Der Einzelhandel wünscht sich eine Perspektive, wann wieder mit Öffnungen zu rechnen ist.
Gerwers: Das kann ich gut nachvollziehen. Als potenzieller Kunde würde ich es auch begrüßen, wenn die Einzelhandelsgeschäfte in irgendeiner Form wieder geöffnet werden würden. Auf der anderen Seite weiß keiner von uns, wie sich dieses britische und auch das südafrikanische Virus hier verhält. In erster Linie geht es nun mal um den Schutz von Leib und Leben, daher muss man sehr sorgfältig abwägen.

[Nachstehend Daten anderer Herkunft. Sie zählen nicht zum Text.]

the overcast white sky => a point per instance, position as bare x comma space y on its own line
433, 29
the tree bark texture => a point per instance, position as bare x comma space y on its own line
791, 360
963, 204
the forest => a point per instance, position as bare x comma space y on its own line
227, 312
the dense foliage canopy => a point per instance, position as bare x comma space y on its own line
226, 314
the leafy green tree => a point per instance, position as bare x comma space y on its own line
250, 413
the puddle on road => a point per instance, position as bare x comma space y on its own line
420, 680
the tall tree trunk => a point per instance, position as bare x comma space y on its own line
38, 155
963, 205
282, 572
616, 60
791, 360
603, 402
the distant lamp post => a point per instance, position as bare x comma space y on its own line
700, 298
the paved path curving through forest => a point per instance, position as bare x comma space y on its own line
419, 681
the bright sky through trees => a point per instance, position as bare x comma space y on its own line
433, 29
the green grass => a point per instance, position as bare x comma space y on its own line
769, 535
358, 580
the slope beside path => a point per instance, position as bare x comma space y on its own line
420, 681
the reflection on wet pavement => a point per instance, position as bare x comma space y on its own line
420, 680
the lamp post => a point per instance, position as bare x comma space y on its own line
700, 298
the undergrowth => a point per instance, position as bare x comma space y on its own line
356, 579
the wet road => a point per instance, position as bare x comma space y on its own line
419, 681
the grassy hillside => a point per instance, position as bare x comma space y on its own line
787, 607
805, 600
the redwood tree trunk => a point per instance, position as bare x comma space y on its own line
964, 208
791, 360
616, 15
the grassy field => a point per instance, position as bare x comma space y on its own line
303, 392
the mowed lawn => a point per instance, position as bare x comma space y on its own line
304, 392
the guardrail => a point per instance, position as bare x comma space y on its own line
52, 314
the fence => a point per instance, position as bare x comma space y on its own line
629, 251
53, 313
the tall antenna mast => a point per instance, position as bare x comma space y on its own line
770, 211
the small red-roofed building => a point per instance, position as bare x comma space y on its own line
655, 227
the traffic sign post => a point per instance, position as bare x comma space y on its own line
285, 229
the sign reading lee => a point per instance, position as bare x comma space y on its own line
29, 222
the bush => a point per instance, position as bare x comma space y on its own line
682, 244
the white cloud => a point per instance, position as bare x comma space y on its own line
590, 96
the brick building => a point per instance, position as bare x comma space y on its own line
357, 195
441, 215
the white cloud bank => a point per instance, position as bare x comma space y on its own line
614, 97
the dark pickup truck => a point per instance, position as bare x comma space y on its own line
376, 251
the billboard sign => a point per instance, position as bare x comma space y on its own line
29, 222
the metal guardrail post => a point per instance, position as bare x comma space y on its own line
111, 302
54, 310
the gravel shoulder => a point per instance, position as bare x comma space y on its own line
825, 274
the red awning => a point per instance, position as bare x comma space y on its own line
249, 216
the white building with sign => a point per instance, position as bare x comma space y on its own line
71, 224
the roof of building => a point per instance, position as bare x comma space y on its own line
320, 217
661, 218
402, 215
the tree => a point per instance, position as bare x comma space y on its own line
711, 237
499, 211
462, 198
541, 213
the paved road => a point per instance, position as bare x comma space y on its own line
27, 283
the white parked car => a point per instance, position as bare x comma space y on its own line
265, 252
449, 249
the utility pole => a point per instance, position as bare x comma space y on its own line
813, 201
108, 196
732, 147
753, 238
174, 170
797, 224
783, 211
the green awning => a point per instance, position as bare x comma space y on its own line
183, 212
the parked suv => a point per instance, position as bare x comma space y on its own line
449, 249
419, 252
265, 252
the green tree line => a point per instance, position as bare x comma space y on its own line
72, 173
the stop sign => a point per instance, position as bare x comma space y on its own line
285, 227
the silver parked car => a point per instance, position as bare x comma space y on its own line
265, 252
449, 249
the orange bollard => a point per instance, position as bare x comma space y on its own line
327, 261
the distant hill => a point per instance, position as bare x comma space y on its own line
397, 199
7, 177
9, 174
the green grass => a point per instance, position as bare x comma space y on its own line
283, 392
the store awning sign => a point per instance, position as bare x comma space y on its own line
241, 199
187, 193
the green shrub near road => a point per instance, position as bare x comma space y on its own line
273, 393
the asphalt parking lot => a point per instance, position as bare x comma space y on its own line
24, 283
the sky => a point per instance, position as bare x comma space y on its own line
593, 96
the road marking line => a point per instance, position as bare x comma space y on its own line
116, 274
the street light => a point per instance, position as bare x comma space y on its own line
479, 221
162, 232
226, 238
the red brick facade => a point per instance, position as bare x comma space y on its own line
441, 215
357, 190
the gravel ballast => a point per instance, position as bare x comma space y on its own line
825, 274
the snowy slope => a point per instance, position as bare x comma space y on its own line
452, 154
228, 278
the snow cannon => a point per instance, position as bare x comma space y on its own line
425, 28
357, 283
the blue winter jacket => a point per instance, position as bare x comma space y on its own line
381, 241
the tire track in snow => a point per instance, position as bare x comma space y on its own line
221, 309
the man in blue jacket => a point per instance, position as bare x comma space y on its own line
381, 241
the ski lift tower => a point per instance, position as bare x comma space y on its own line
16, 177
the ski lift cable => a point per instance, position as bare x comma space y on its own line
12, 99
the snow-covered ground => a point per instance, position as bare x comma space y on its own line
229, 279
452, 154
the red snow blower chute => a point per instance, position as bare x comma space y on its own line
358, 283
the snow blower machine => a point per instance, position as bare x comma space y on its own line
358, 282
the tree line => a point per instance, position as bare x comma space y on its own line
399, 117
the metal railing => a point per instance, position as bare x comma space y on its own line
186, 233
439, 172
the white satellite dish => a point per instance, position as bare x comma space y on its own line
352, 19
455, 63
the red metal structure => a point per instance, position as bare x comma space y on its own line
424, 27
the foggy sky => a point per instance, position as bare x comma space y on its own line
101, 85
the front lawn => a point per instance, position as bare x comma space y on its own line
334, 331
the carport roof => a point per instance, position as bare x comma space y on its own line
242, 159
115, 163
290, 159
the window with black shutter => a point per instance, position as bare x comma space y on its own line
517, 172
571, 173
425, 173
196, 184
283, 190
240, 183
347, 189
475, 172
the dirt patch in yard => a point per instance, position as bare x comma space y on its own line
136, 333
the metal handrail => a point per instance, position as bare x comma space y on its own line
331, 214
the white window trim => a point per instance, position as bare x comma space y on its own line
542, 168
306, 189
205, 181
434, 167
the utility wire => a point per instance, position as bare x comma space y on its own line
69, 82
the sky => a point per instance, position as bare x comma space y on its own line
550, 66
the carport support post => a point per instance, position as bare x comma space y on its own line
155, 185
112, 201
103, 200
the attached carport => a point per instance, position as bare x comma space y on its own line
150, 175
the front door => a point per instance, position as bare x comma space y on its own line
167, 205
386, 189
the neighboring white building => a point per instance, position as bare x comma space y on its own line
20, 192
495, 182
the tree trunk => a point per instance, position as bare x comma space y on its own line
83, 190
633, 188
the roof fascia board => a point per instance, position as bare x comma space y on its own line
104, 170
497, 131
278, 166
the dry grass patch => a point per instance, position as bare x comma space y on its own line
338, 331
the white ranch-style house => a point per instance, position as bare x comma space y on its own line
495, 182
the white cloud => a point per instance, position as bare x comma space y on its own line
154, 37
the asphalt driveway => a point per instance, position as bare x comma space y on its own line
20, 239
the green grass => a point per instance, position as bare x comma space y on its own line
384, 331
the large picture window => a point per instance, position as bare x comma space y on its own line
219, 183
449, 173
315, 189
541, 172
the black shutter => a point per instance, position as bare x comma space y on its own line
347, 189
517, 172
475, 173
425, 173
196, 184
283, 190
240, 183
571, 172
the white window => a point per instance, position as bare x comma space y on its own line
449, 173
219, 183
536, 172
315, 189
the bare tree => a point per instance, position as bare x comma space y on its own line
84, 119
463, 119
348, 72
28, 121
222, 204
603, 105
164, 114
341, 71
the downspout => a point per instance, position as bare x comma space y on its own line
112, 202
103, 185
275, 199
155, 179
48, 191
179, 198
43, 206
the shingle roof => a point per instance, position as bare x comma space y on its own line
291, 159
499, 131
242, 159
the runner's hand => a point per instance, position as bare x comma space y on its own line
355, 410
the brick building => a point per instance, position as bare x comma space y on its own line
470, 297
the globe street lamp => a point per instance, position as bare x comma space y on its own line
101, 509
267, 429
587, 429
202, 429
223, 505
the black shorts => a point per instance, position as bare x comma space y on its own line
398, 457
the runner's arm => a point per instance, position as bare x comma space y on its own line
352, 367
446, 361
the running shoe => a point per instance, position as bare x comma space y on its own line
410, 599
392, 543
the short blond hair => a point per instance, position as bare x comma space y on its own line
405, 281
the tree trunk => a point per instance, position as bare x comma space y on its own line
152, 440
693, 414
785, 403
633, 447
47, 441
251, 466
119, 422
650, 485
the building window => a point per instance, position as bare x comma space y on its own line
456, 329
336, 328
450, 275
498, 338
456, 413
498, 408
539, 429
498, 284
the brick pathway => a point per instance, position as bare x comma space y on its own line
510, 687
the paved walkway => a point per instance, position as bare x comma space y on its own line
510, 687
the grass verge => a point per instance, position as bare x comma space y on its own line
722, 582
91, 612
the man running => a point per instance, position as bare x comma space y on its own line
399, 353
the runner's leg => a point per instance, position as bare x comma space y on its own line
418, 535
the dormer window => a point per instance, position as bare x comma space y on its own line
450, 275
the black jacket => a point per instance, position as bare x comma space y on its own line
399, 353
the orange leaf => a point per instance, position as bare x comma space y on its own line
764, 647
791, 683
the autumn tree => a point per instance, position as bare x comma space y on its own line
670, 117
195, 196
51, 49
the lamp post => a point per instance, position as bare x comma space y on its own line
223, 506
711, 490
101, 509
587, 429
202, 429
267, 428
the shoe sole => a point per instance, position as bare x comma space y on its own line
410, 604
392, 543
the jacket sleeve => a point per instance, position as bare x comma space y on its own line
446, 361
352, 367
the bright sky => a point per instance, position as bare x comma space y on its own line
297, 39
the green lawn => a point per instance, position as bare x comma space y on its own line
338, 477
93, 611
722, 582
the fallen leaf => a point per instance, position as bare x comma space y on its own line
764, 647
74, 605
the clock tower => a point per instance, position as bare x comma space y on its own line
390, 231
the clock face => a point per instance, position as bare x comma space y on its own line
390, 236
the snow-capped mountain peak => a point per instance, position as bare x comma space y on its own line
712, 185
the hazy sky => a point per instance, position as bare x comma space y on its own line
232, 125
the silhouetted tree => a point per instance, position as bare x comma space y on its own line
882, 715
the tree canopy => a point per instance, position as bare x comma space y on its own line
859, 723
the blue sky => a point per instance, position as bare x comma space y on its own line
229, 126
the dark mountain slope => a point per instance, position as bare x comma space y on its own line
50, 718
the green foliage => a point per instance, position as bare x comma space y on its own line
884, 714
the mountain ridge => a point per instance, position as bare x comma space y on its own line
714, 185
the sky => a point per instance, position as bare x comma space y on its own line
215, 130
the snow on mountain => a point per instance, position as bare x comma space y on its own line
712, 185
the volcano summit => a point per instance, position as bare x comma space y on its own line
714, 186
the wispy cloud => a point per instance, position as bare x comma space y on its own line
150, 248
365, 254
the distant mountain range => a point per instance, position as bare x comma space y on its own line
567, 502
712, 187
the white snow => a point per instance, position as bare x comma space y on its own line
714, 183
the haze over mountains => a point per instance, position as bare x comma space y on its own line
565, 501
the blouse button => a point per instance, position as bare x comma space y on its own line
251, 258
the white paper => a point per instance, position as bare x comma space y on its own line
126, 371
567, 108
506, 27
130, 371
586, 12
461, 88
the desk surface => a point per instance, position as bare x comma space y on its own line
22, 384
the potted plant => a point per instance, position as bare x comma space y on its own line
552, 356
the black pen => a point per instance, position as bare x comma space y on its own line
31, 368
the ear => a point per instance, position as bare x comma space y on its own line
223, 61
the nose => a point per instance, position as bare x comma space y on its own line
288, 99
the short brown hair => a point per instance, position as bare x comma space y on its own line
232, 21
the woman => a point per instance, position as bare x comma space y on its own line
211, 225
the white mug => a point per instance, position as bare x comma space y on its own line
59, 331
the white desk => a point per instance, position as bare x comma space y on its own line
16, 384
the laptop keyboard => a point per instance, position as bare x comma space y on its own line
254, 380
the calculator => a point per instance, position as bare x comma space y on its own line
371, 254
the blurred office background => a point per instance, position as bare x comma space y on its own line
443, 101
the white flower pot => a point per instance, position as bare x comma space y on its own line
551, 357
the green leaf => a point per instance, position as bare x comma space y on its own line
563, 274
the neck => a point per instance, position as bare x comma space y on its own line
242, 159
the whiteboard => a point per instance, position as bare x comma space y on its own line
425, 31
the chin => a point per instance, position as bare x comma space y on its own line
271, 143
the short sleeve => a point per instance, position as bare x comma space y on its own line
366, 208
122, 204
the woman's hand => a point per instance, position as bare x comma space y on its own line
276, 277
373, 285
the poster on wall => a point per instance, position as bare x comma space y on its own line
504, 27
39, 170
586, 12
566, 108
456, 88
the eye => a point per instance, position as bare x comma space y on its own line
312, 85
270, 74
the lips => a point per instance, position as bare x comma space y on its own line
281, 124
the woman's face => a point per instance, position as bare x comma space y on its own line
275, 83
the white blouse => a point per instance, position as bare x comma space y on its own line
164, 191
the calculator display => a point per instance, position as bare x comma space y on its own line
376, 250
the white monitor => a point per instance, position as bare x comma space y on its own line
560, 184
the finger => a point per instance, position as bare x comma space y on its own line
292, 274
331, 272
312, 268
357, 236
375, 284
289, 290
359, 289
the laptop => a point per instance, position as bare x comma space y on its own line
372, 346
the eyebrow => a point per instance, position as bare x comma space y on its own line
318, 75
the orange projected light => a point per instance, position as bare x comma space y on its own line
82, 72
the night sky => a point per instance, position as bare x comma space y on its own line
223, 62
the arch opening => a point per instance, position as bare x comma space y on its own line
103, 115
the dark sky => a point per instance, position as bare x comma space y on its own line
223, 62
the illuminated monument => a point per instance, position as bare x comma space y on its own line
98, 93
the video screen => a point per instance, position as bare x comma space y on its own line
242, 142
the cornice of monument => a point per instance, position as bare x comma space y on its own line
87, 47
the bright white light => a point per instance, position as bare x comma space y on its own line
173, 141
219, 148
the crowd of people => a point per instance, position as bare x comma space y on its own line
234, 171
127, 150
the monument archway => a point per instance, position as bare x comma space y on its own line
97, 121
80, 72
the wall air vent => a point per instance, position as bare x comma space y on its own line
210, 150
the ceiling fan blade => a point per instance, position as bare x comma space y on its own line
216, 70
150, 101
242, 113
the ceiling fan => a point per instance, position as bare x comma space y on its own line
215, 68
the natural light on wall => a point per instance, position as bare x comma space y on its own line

“Im Prinzip haben wir die Krise
im Kreis Kleve recht gut bewältigt”

Wie ist der Kreis Kleve aus Ihrer Sicht durch den zweiten Lockdown gekommen?
Gerwers: Bislang ganz gut. Es gibt sicherlich Punkte, wo man hätte besser sein können, beispielsweise anfangs bei der Kontaktnachverfolgung. Aber das ist inzwischen geklärt und funktioniert. Im Prinzip haben wir die Krise recht gut bewältigt. Wir liegen mit unseren Werten im unteren Landesdurchschnitt, die Infektionszahlen sinken. Daher ist die Entwicklung insgesamt positiv.

Sie sagten es, die Werte sinken. Würden Sie sich auch für Lockerungen aussprechen, wenn die Inzidenz unter 50 sinkt.
Gerwers: Auf jeden Fall. Als erstes würde dies natürlich die Schulen und die Tageseinrichtungen betreffen, aber auch den Handel. Da gab es zum Teil ja wirklich gute Hygienekonzepte, die gut geeignet waren, das Risiko möglicher Infektionen zu minimieren. Das Problem sind vielmehr die Bürgerinnen und Bürger, die sich nicht an die Regeln halten. Die meisten Menschen tun es, aber es gibt immer auch diejenigen, die unvorsichtig und leichtsinnig sind.

Ein Beispiel?
Gerwers: Wir haben hier in Rees aktuell das Thema, dass aufgrund des Hochwassers weniger Platz auf der Rheinpromenade zur Verfügung steht. Und am vergangenen Wochenende war der Teufel los: Aus der ganzen Region sind Leute nach Rees gekommen, um Hochwasser zu gucken – aber dabei wurden keine Abstände eingehalten, keine Masken getragen. Das ist im höchsten Maße unvorsichtig, da muss man entsprechend reagieren. Ansonsten bin ich aber, wenn die Zahlen sinken, dafür, dass man lockert.